Наиболее заметные биографии сталинской эпохи принадлежали шахтерам-ударникам, дояркам и полярным летчикам; число таких произведений в 1930-е годы активно множилось. Подвиги этих людей были подтверждены идеологическим аппаратом, с готовностью выявлявшим акты личного героизма в доказательство претензий власти на то, что социалистическое общество уже стало реальностью. С точки зрения коммунистов, подобные уникальные достижения были возможны благодаря ликвидации капиталистических структур нэпа и созданию социалистической обстановки, позволявшей советским гражданам полностью развивать свои способности и обеспечивавшей условия, по выражению Бухарина, для «все большей наполненности творчеством, материальным достатком, культурным ростом, расширением умственного горизонта, повышением общественной активности, приобщением ко все большему количеству духовных наслаждений, чувством роста своей мощи и своей личности. Личность впервые возникает как массовое явление, а не как часть рабовладельческой верхушки в различных ее исторических вариантах»51.

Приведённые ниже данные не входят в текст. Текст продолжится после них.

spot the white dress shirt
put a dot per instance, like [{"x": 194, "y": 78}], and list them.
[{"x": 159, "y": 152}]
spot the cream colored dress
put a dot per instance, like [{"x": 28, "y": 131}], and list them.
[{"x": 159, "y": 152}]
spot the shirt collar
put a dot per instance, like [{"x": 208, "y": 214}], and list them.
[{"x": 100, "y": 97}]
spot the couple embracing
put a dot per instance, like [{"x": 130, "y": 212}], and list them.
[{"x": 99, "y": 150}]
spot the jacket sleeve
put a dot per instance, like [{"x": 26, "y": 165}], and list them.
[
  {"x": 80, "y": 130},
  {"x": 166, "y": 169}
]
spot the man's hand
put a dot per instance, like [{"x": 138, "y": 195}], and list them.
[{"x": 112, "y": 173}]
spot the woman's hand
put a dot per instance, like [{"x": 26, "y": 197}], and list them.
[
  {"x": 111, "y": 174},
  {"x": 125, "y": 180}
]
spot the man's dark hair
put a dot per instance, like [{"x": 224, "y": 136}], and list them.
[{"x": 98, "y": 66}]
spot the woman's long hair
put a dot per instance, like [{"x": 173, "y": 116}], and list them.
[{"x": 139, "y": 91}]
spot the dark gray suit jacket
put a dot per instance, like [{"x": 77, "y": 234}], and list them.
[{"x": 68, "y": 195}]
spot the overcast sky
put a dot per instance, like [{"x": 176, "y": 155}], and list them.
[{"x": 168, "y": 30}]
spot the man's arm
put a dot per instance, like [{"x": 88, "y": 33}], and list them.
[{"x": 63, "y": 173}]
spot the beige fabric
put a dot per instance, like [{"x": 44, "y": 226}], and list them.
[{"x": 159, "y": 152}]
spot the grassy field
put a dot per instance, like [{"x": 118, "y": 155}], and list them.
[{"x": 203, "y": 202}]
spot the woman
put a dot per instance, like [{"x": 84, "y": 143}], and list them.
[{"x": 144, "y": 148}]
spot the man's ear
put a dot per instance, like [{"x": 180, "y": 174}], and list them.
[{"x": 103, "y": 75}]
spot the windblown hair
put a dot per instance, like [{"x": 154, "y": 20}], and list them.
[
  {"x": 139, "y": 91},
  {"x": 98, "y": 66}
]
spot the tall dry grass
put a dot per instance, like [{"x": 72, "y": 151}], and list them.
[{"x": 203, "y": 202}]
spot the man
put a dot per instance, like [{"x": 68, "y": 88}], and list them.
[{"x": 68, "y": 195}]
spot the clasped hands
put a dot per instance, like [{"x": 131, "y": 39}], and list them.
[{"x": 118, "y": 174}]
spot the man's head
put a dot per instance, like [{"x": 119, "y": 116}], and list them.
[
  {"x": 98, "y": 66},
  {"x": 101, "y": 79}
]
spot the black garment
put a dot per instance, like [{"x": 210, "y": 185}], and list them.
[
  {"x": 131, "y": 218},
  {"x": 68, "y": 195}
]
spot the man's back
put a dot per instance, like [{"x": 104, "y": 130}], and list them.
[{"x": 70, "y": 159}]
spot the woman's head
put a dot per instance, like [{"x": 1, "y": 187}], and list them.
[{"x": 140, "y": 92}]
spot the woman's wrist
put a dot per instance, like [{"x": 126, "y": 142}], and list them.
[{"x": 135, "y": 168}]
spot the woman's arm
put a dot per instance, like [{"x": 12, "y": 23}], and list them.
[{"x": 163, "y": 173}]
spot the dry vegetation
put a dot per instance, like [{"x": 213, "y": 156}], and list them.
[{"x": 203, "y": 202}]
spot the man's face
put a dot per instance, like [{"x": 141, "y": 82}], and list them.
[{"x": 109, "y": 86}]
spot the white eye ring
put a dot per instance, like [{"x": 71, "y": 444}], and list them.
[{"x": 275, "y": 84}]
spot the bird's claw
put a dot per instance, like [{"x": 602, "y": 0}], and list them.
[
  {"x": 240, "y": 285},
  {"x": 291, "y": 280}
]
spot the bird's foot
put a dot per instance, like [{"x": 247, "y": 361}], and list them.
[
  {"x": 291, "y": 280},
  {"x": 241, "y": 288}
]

Комментируя в дневнике необыкновенные подвиги шахтера-стахановца Ивана Гудова, перевыполнившего дневную норму выработки в 45 раз, драматург Александр Афиногенов – один из многих литераторов, занятых поиском героев сталинской эпохи, – называл его «виртуозом и талантом» и продолжал: «Гудов – прообраз того социалистического таланта, который так мощно расцветает на нашей земле. Это совершенно новое качество человека, качество, рожденное социалист[ической]. структурой общества. И разве один он! Вот они – вырвавшиеся на свободу атомы человеческой энергии. Излучение их энергии – неисчерпаемо. И от этого строй, в к[отор]ом они живут, – непобедим!»52

Качества, приписываемые новым людям сталинской эпохи, были по самой своей сути романтическими. Речь шла о внутренне богатых личностях, которые выражали себя в фантастических подвигах и художественное творчество которых помогало придать форму новому и прекрасному социалистическому миру. Образцы таких людей вытесняли и затмевали более ранний революционный идеал человека-машины. Если в первые годы советской власти страстный сторонник тейлоризма Алексей Гастев мечтал о «лицах без экспрессии, душе, лишенной лирики, эмоции, измеряемой не криком, не смехом, а манометром и таксометром», то стахановцы овладевали технологией металла со всем жаром своего сердца. В противоположность предшествующему поколению коммунистов, воспитывавшемуся в духе аскетизма и самопожертвования, у них имелись «чувства… и страсти»53.

Период «высокого сталинизма» в середине 1930-х годов стал апофеозом обращения советских революционеров к собственному Я. Если раньше главным было формирование и воспитание «широких масс», то теперь в центр была поставлена значительно более яркая и сложная концепция – личное сознание. Коммунистические деятели 1930-х призывали советских граждан выражать свою богатую внутреннюю природу, внося вклад в коллективный проект строительства идеального будущего. Сталин определял героическую выразительность как основной признак советской системы. В марте 1938 года он встретился с делегацией летчиков-полярников, которые были спасены после аварийной посадки на дрейфующую льдину. В тосте, обращенном к летчикам, Сталин заявил, что в Европе и США граждан оценивают по их денежной стоимости: «Американцы говорят, что их герой стоит 100 тыс. долларов». Наоборот, советская власть ввела новый, «советский» «способ оценки людей, не в рублях и не в долларах». Она оценивает людей по их «необыкновенному таланту и возможностям», благодаря которым они совершают не знающие примера поступки. В Советском Союзе, утверждал Сталин, есть такие же самолеты и такая же современная техника, что и на Западе, но он стои́т значительно выше Запада из-за тех людей, которые в нем живут. У богатого долларами Запада нет такой валюты, в которой можно было бы оценить внутренне присущий человеку героизм. Только советская власть понимает, что сам по себе человек является «огромным капиталом». Такое внимание к героизму человека и выразительным возможностям его сознания стимулировало у советских граждан стремление работать ради советского государства, поскольку такая деятельность являлась мерой их жизни. Подобно летчикам-полярникам, попавшим в беду, советские граждане хотели «бороться и жить, бороться во всех отраслях промышленности, сельского хозяйства и культуры; они хотели не умирать, а жить; жить и сокрушать врагов, жить, чтобы победить»54.